Também não fui habituada a dizer uma data de coisas, mas lá em casa ninguém 'apanhava' quando dizia vermelho ou prenda, tinha amigos que sim! Mas sei que duarante séculos achei que o verbo 'aleijar' era um palavrão, porque o meu pai não me deixava dizê-lo! Coisas da vida!

Mas é verdade que há quem meta nas gavetas quem diz assim e não diz assado, vivi uma escola inteira a fazer isso aos outros... fazíamos todos, felizmente curei-me! E conheço quem passe o dia a controlar-se para não usar essas palavras...

Li uma vez uma revista que dizia: 'Na praia X ou se é, ou não se é, e se não se é... nem vale a pena tentar!' Infelizmente, conheço tantos que pensam assim.

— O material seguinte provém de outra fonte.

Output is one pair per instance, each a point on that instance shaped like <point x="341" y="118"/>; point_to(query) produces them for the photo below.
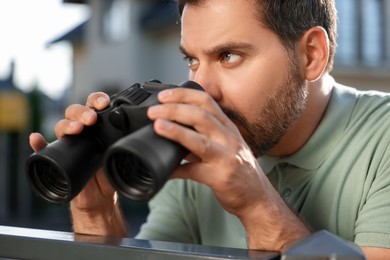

Acho que sou melhor sem esse preconceito e sem essas manias... por isso mesmo, também acho que conheço melhores pessoas. Apesar de tudo, às vezes, sabe bem um pouco de má-língua... não se pode ser perfeito!

beijinhos
De Ana Vidal a 27 de Junho de 2008
É verdade, falámos disto mesmo ontem.
Desses que passam uma vida inteira a controlar-se para parecerem o que não são... bem, só se pode ter pena, não é?
De mariav a 26 de Junho de 2008
Há códigos em todo o lado, que na maior parte das vezes dão origem a preconceitos. Estes, por sua vez, embaçam o nosso discernimento, impedindo-nos quase sempre de analisar livremente, levando-nos a fazer escolhas com base neles e não em valores “a sério”.
Cresci com esses códigos, alimentei durante tempo demais esses preconceitos. Hoje orgulho-me de ter amigos que os não tiveram, e que, talvez por isso mesmo, são muito melhores pessoas do que a maior parte dos que continuam a dar mais importância ao uso de palavras como “vermelho” do que ao facto de quem o faz poder ser muito mais íntegro, verdadeiro, solidário, e bem-formado do que eles.
Concordo com a Sofia: também acho que conheço melhores pessoas agora.
De Ana Vidal a 27 de Junho de 2008
Depois de lançar a confusão, já quase me sinto na obrigação de fazer de advogada do diabo: há gente boa e má em todas as camadas sociais, e muitos preconceitos também naquelas que às vezes nos parecem mais livres deles. São outros, mas não deixam de ser preconceitos. Como, por exemplo, o de medir pela mesma bitola todas as pessoas que têm estes "tiques" de classe.
Parece-me que o mais importante - e mais difícil, também - é conseguirmos, todos nós, abstrair desses pormenores quando se trata de avaliar alguém.
De minucha a 26 de Junho de 2008
Eu, que sempre achei que não era snob, e ainda hoje acho, tive um professor de linguística que me mandou fazer um trabalho sobre a importância da linguagem nos códigos.
nem percebi o que ele queria que fizesse.
Os temas dos trabalhos eram livres, só para mim foi imposto.
O Professor teve de me explicar o que queria....
passei a usar muitas das palavras proibidas, mas ainda há umas que me arrepiam
Vivenda, papá e mamã, moça
Mas do outro lado, beiços, também sempre me arrepiou, passei a usar boca, por lábios também ser impossível

beijinho
De Ana Vidal a 27 de Junho de 2008
:) Percebo-a tão bem, Minucha!
Beijinho
De CNS a 27 de Junho de 2008
Precisamos de códigos para nos sentirmos integrados. Precisamos de nos sentir integrados para manter a sensação de pertença a qualquer coisa. Pena que a busca da identidade dessa qualquer coisa se desvaneça neste ou noutros léxicos sociais. O "abre-te Sésamo" sobrepõe-se sem dúvida ao que existe para lá da gruta...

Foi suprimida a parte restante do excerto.